There were too many new elements for me (including Bitbucket's UI) and no documentation describing the steps I'm supposed to do, so I opted to try a commit directly to master. @Dicortazar, let me know whether this is what you expected. If I got it right, the next time I will try a pull request instead, because I don't like to touch master directly.

jforrester is an example of someone who has different identities but all of them affiliated to the Wikimedia Foundation. I need an example of how to fix someone like legoktm, who was Independent until last year, and now is a WMF employee.

Thanks a lot for the changes. Those were merged into the database through the SortingHat command line tool.

However, some minor comments. If there's a new entry for some of the identitites, that indicates that this is an unique identity. For instance, the changes you made are correct, but, checking the file, I realized that there is probably a better step: jforrester already existed in a bigger identities set using the hash '0848fcd3d184007080330da369b363292812c126'.

So what I've done was to merge the list of identities that you detected into the previous specified hash. If you check the file, that identitiy already has the affiliation, so it was not needed to update the affiliation in all of the cases.

Given that SortingHat already provides a command line option to merge identities, I simply merge them in the following way (as an example):

$ sortinghat -u <user> -p <password> -d <database> merge 4a6c14640286fc0d597d8087d68ab4df45ce1491 0848fcd3d184007080330da369b363292812c126

And I got as a response:

Unique identity 4a6c14640286fc0d597d8087d68ab4df45ce1491 merged on 0848fcd3d184007080330da369b363292812c126

Then what I'll do is to accept your changes in the private repository and upload a new version with these changes.

With respect to how to proceed, given that we're not automatically merging your changes, I'm considering the option of 'bug' opening tickets referring the file. And each ticket would be closed with an update in the identities/affiliation file. What do you think @Qgil?

This will help in two ways: you forget about directly changing the file what may be tedious, so you simply open bug reports. And I simply upload new versions of the file, so I avoid merging your changes and updating that file with new ones.
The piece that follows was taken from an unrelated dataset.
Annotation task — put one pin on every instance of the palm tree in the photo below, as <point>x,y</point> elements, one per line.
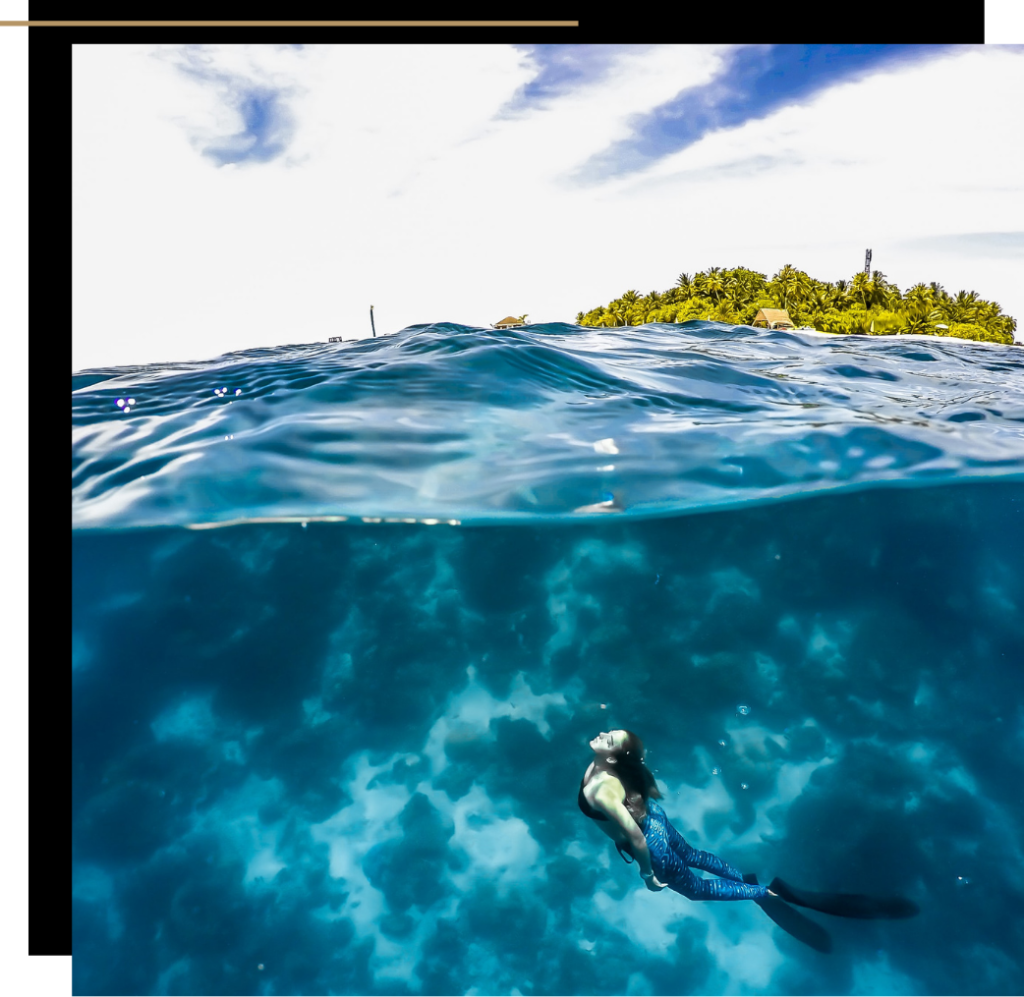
<point>715,285</point>
<point>962,308</point>
<point>685,285</point>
Finally, if after the summer we have an awesome tool to manage identities through a web front-end, this semi-manual process should be hopefully ignored :).

With respect to how to proceed, given that we're not automatically merging your changes, I'm considering the option of 'bug' opening tickets referring the file. And each ticket would be closed with an update in the identities/affiliation file. What do you think @Qgil?

Works for me. If I get help from other contributors, then we can add them so I'm not defining the bus factor here alone.

This will help in two ways: you forget about directly changing the file what may be tedious, so you simply open bug reports.

Editing json manually is very tedious indeed. :)

Looks like a good compromise between now and (hopefully) the completion of a GSoC/Outreachy project in the current round.

This task can be closed as soon as the instructions to update user data in korma are documented in https://www.mediawiki.org/wiki/Community_metrics

Ok, I'll add this to ECT-April and proceed with the update of the wiki with instructions about how to update it.

I've added information about SortingHat in the Contributions section [1]. I may add extra details if needed. Hope this is useful!

Some old text was removed, but there's still some there. Specifically the paragraphs starting with "The user pages for Top contributors..." in the same section.

Should we remove them? (this is probably work for another ticket, to update that page).

[1] https://www.mediawiki.org/wiki/Community_metrics#Contributors

Thanks for the technical documentation. I have added instructions for users to fix their data. Please review, and close this task when you are happy with the documentation.

(At least for now, we don't need a task to update wiki page. Anybody can do it.)

That's a good point, thanks for the addition!

I'd say that documentation regarding the user identities and affiliations managing is good enough :).